In order to succeed in a premises liability action, a person who slips and falls in a retail establishment generally must establish that the business owner knew or should have known of the unsafe condition that led to the patron’s fall and failed to correct it. In other words, the injured patron must show that the business owner was somehow at fault (i.e., negligent). In the first instance, that “fault” consists of actual or constructive notice of a hazardous condition. Once notice is established, the injured patron must then demonstrate that the business owner failed to address the hazardous condition in a timely manner. It is not enough for the injured patron to simply show that she fell or even that she fell because of the existence of a dangerous condition; the business owner must have notice of the hazardous condition.

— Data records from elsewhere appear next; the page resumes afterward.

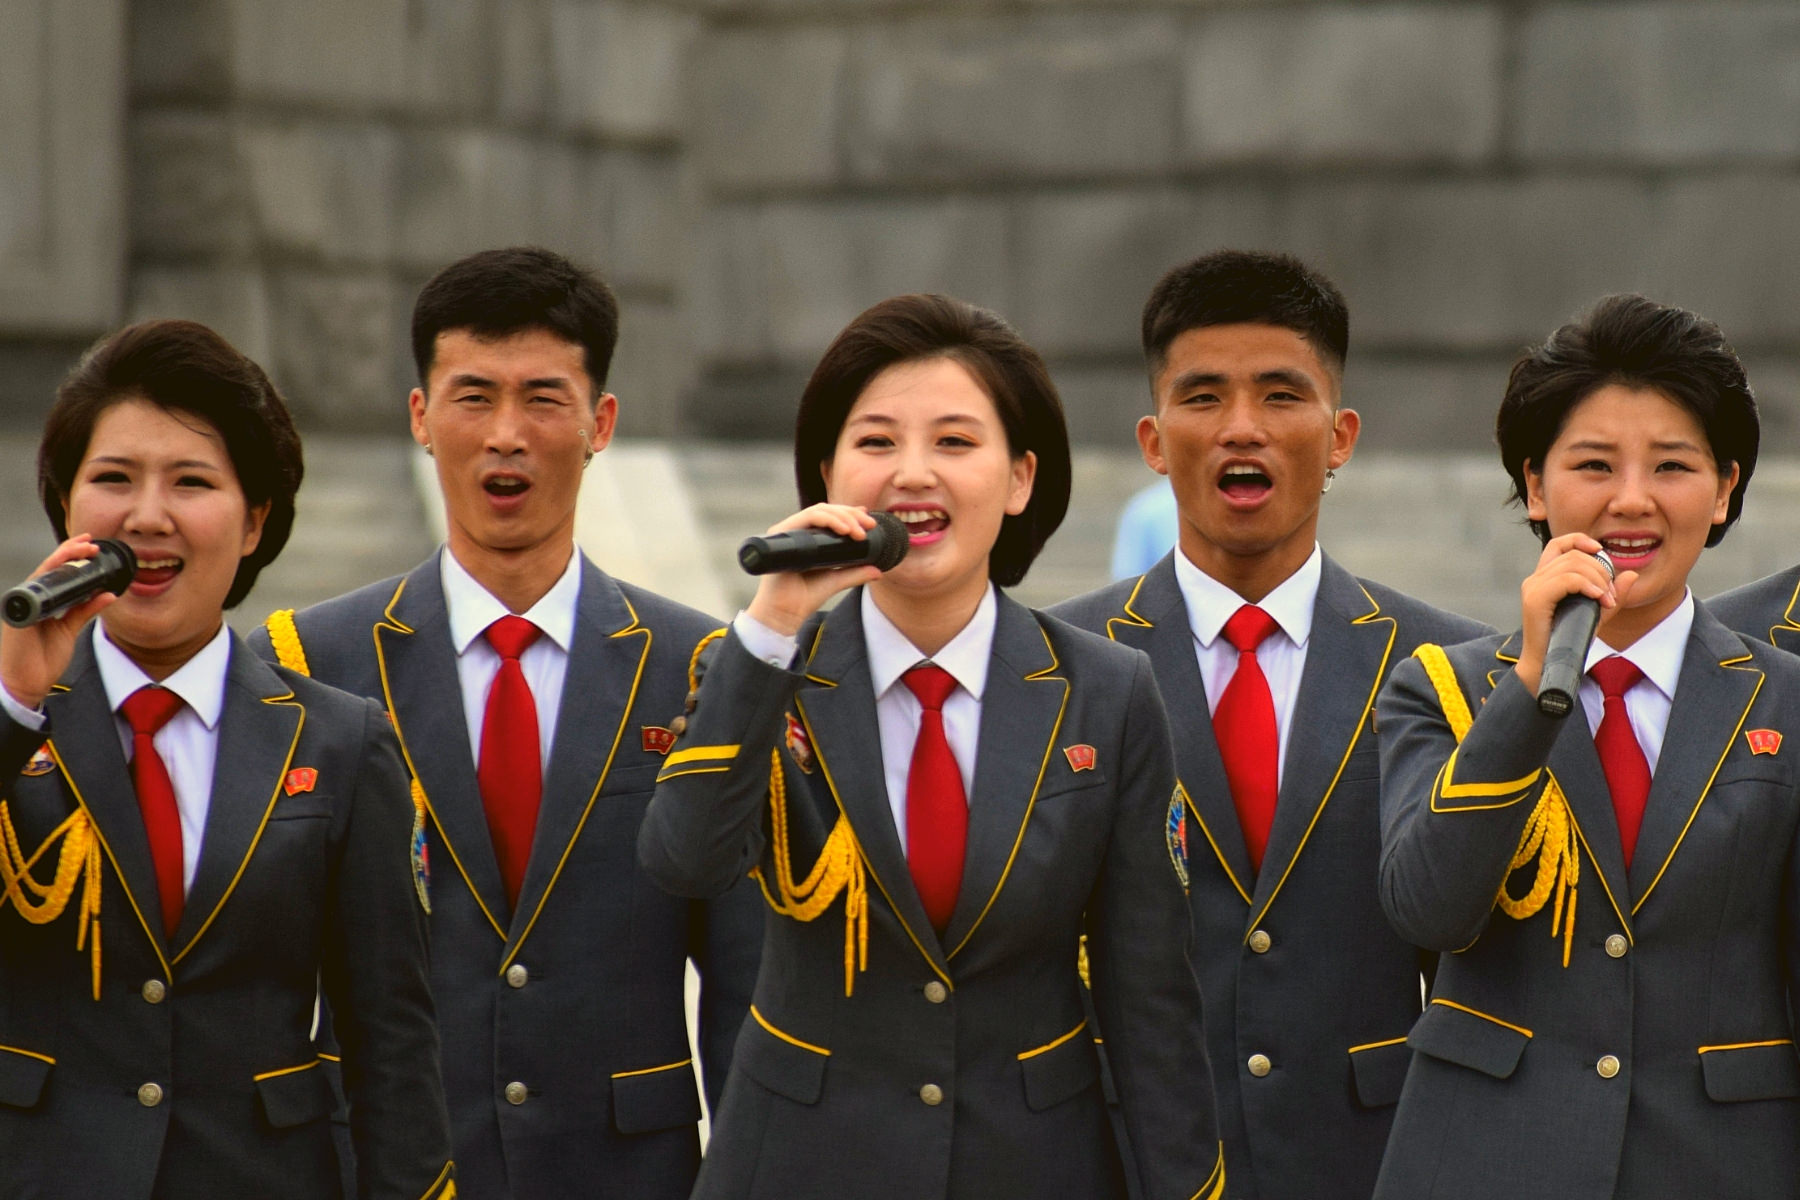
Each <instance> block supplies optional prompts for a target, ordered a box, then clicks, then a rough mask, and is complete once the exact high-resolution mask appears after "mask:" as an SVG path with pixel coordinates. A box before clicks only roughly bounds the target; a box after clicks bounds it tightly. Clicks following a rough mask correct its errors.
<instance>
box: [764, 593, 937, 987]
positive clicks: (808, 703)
mask: <svg viewBox="0 0 1800 1200" xmlns="http://www.w3.org/2000/svg"><path fill="white" fill-rule="evenodd" d="M803 649H805V642H803ZM806 676H808V680H810V682H808V684H803V685H801V689H799V693H797V694H796V698H794V703H796V707H799V716H801V720H803V721H806V736H808V738H810V739H812V752H814V756H815V757H817V759H819V768H821V774H823V775H824V779H826V783H828V786H830V788H832V793H833V795H835V797H837V804H839V808H842V811H844V817H848V819H850V828H851V829H853V831H855V835H857V844H859V846H860V847H862V860H864V864H868V869H869V874H871V876H875V887H877V889H880V892H882V896H886V898H887V905H889V907H891V909H893V910H895V916H896V918H900V923H902V925H904V927H905V930H907V936H909V937H911V939H913V943H914V945H918V948H920V950H922V952H923V954H925V955H927V957H929V959H931V963H932V966H936V968H938V972H940V973H941V975H943V977H945V979H949V977H950V966H949V961H947V959H945V954H943V946H941V945H940V943H938V934H936V932H934V930H932V928H931V921H929V919H927V918H925V907H923V905H922V903H920V900H918V891H914V889H913V874H911V871H909V869H907V865H905V851H902V849H900V831H898V829H895V817H893V810H891V808H889V806H887V788H886V786H884V784H882V734H880V725H878V721H877V720H875V684H873V680H871V678H869V658H868V651H866V649H864V642H862V590H860V588H857V590H853V592H850V594H848V596H844V599H841V601H839V603H837V606H835V608H832V612H830V613H826V615H824V621H823V624H821V626H819V628H817V633H815V635H814V644H812V649H810V653H806Z"/></svg>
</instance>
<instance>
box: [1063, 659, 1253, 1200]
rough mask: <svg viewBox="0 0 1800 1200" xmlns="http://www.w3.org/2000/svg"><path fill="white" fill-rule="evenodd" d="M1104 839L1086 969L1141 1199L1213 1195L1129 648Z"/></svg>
mask: <svg viewBox="0 0 1800 1200" xmlns="http://www.w3.org/2000/svg"><path fill="white" fill-rule="evenodd" d="M1136 657H1138V664H1136V669H1134V675H1132V685H1130V700H1129V707H1127V716H1125V729H1123V739H1121V747H1120V756H1121V759H1120V761H1121V766H1123V770H1121V775H1120V786H1118V808H1116V817H1114V824H1112V837H1111V840H1109V844H1107V853H1105V860H1103V862H1102V871H1100V882H1098V883H1096V887H1094V894H1093V896H1091V898H1089V905H1087V968H1089V981H1091V986H1093V1000H1094V1011H1096V1013H1098V1016H1100V1029H1103V1031H1105V1040H1107V1060H1109V1063H1111V1067H1112V1079H1114V1083H1116V1087H1118V1096H1120V1108H1121V1112H1123V1117H1125V1130H1127V1137H1129V1139H1130V1157H1132V1159H1136V1166H1138V1177H1139V1187H1138V1193H1136V1195H1141V1196H1143V1200H1188V1198H1190V1196H1201V1200H1215V1198H1217V1196H1222V1195H1224V1160H1222V1157H1220V1144H1219V1124H1217V1117H1215V1112H1213V1078H1211V1070H1210V1069H1208V1065H1206V1033H1204V1025H1202V1018H1201V986H1199V982H1197V981H1195V979H1193V968H1192V966H1190V961H1188V955H1190V943H1192V939H1193V930H1192V919H1190V916H1188V896H1186V892H1184V887H1183V880H1181V874H1179V871H1177V867H1175V858H1177V856H1179V853H1181V851H1179V849H1177V847H1179V844H1174V840H1172V838H1170V833H1168V817H1170V806H1172V804H1174V802H1175V799H1177V797H1175V761H1174V752H1172V750H1170V738H1168V720H1166V718H1165V714H1163V702H1161V698H1159V694H1157V691H1156V682H1154V678H1152V675H1150V660H1148V658H1145V657H1143V655H1136Z"/></svg>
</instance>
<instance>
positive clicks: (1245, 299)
mask: <svg viewBox="0 0 1800 1200" xmlns="http://www.w3.org/2000/svg"><path fill="white" fill-rule="evenodd" d="M1246 324H1249V326H1278V327H1282V329H1292V331H1294V333H1298V335H1300V336H1301V338H1305V340H1307V345H1310V347H1312V353H1316V354H1318V356H1319V360H1321V362H1323V363H1325V367H1327V369H1328V371H1332V372H1336V374H1339V376H1343V369H1345V356H1346V354H1348V353H1350V309H1348V308H1346V306H1345V299H1343V295H1341V293H1339V291H1337V288H1336V286H1334V284H1332V281H1330V279H1327V277H1325V275H1321V273H1319V272H1316V270H1312V268H1310V266H1307V264H1305V263H1301V261H1300V259H1296V257H1292V255H1287V254H1262V252H1256V250H1215V252H1211V254H1202V255H1201V257H1197V259H1193V261H1190V263H1183V264H1181V266H1175V268H1174V270H1170V272H1168V273H1166V275H1163V277H1161V279H1157V281H1156V286H1154V288H1150V299H1148V300H1145V304H1143V324H1141V333H1143V358H1145V365H1148V369H1150V383H1152V387H1154V385H1156V378H1157V376H1159V374H1163V365H1165V362H1166V358H1168V345H1170V344H1172V342H1174V340H1175V338H1179V336H1181V335H1183V333H1186V331H1188V329H1206V327H1210V326H1246Z"/></svg>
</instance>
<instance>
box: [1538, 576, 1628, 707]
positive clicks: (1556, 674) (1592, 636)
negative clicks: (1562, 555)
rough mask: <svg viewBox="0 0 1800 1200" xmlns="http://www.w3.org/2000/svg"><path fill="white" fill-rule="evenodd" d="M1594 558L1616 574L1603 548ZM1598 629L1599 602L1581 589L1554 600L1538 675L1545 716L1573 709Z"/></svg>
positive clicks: (1615, 576) (1539, 706) (1539, 695)
mask: <svg viewBox="0 0 1800 1200" xmlns="http://www.w3.org/2000/svg"><path fill="white" fill-rule="evenodd" d="M1595 558H1598V560H1600V565H1602V567H1606V574H1607V576H1609V578H1616V576H1618V570H1616V569H1615V567H1613V560H1611V558H1607V554H1606V551H1600V552H1598V554H1595ZM1597 628H1600V601H1597V599H1595V597H1591V596H1582V594H1580V592H1573V594H1570V596H1564V597H1562V599H1561V601H1557V610H1555V613H1553V615H1552V617H1550V646H1546V648H1544V673H1543V675H1539V676H1537V711H1539V712H1543V714H1544V716H1555V718H1564V716H1568V714H1570V712H1571V711H1573V709H1575V694H1577V693H1579V691H1580V676H1582V675H1584V671H1586V666H1588V646H1591V644H1593V631H1595V630H1597Z"/></svg>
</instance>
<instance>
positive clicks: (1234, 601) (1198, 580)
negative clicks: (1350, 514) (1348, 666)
mask: <svg viewBox="0 0 1800 1200" xmlns="http://www.w3.org/2000/svg"><path fill="white" fill-rule="evenodd" d="M1323 574H1325V556H1323V554H1321V552H1319V547H1318V545H1316V543H1314V547H1312V554H1310V556H1307V561H1305V563H1301V565H1300V570H1296V572H1294V574H1291V576H1289V578H1287V579H1282V583H1278V585H1276V587H1274V590H1273V592H1269V594H1267V596H1264V597H1262V599H1260V601H1256V608H1262V610H1264V612H1265V613H1269V615H1271V617H1274V622H1276V626H1280V628H1278V630H1276V631H1274V633H1271V635H1269V637H1267V639H1264V642H1262V646H1258V648H1256V666H1260V667H1262V675H1264V678H1265V680H1269V698H1271V700H1274V730H1276V745H1278V754H1280V761H1278V763H1276V786H1280V779H1282V775H1285V774H1287V736H1289V732H1292V727H1294V702H1296V700H1298V698H1300V675H1301V671H1305V667H1307V640H1309V639H1310V637H1312V608H1314V604H1318V599H1319V578H1321V576H1323ZM1175 583H1177V585H1179V587H1181V599H1183V603H1184V604H1186V606H1188V628H1190V630H1192V631H1193V653H1195V657H1197V658H1199V664H1201V680H1202V682H1204V684H1206V709H1208V716H1211V714H1213V712H1215V711H1217V709H1219V698H1220V696H1224V694H1226V687H1228V685H1229V684H1231V676H1233V675H1237V664H1238V651H1237V649H1235V648H1233V646H1231V642H1228V640H1226V639H1224V628H1226V621H1229V619H1231V615H1233V613H1235V612H1237V610H1238V608H1242V606H1244V604H1247V603H1249V601H1247V599H1244V597H1242V596H1238V594H1237V592H1233V590H1231V588H1228V587H1226V585H1222V583H1219V581H1217V579H1213V578H1211V576H1208V574H1206V572H1204V570H1201V569H1199V567H1195V565H1193V563H1190V561H1188V556H1186V554H1181V552H1179V551H1177V552H1175Z"/></svg>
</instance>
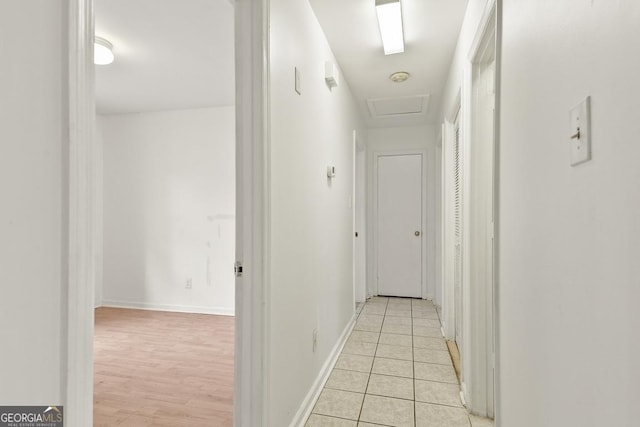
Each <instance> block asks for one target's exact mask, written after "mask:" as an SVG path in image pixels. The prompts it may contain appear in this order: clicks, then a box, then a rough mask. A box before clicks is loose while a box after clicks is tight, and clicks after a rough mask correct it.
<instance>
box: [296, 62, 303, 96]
mask: <svg viewBox="0 0 640 427" xmlns="http://www.w3.org/2000/svg"><path fill="white" fill-rule="evenodd" d="M295 73H296V84H295V89H296V92H297V93H298V95H302V89H301V87H300V79H301V75H300V70H298V67H296V68H295Z"/></svg>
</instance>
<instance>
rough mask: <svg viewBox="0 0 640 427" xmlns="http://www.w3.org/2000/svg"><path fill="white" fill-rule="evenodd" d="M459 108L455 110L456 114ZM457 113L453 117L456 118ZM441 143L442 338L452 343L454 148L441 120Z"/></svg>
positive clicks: (447, 120) (454, 310)
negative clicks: (441, 188) (441, 200)
mask: <svg viewBox="0 0 640 427" xmlns="http://www.w3.org/2000/svg"><path fill="white" fill-rule="evenodd" d="M459 109H460V107H459V106H458V107H457V108H456V111H458V110H459ZM456 116H457V113H455V114H454V115H453V117H456ZM442 128H443V135H444V144H443V147H442V160H441V161H442V259H441V261H442V283H441V286H442V326H443V336H444V337H445V338H446V339H448V340H450V341H455V338H456V327H455V325H456V317H455V316H456V313H455V310H456V302H455V289H454V287H455V284H454V276H455V271H454V270H455V251H456V237H455V231H454V204H455V202H454V197H453V194H454V192H455V189H454V183H453V181H454V171H453V163H454V157H455V153H454V145H455V123H454V122H450V121H449V120H445V122H444V123H443V125H442Z"/></svg>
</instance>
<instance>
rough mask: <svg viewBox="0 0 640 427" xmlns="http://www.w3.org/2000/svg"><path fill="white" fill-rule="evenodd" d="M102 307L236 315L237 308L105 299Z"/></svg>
mask: <svg viewBox="0 0 640 427" xmlns="http://www.w3.org/2000/svg"><path fill="white" fill-rule="evenodd" d="M101 307H112V308H135V309H138V310H152V311H171V312H176V313H193V314H215V315H218V316H234V315H235V308H225V307H198V306H192V305H172V304H152V303H146V302H131V301H110V300H103V301H102V305H101Z"/></svg>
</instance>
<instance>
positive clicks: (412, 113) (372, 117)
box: [367, 95, 429, 119]
mask: <svg viewBox="0 0 640 427" xmlns="http://www.w3.org/2000/svg"><path fill="white" fill-rule="evenodd" d="M367 106H368V107H369V113H370V114H371V117H372V118H374V119H379V118H388V117H417V116H426V115H427V110H428V107H429V95H412V96H401V97H395V98H377V99H368V100H367Z"/></svg>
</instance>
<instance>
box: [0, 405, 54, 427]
mask: <svg viewBox="0 0 640 427" xmlns="http://www.w3.org/2000/svg"><path fill="white" fill-rule="evenodd" d="M0 427H64V415H63V407H62V406H0Z"/></svg>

There are, however, exceptions to the notice requirement. One such exception is the mode-of-operation rule. That rule permits the trier of fact to draw an inference that the business owner had constructive notice of a hazardous condition if it can be shown that there was a substantial risk of injury inherent in a business owner’s method of doing business. While the injured party must still show that a hazardous condition existed, he or she is not required to prove that the business owner had notice of that condition. When the rule is invoked, the burden shifts to the business owner to show that it was not at fault. To do that, the business owner must show that it exercised due care. What constitutes due care depends on the nature of the risk posed by the particular business method or practice at issue. Thus, the mode-of-operation rule substantially alters the ordinary burden of proof.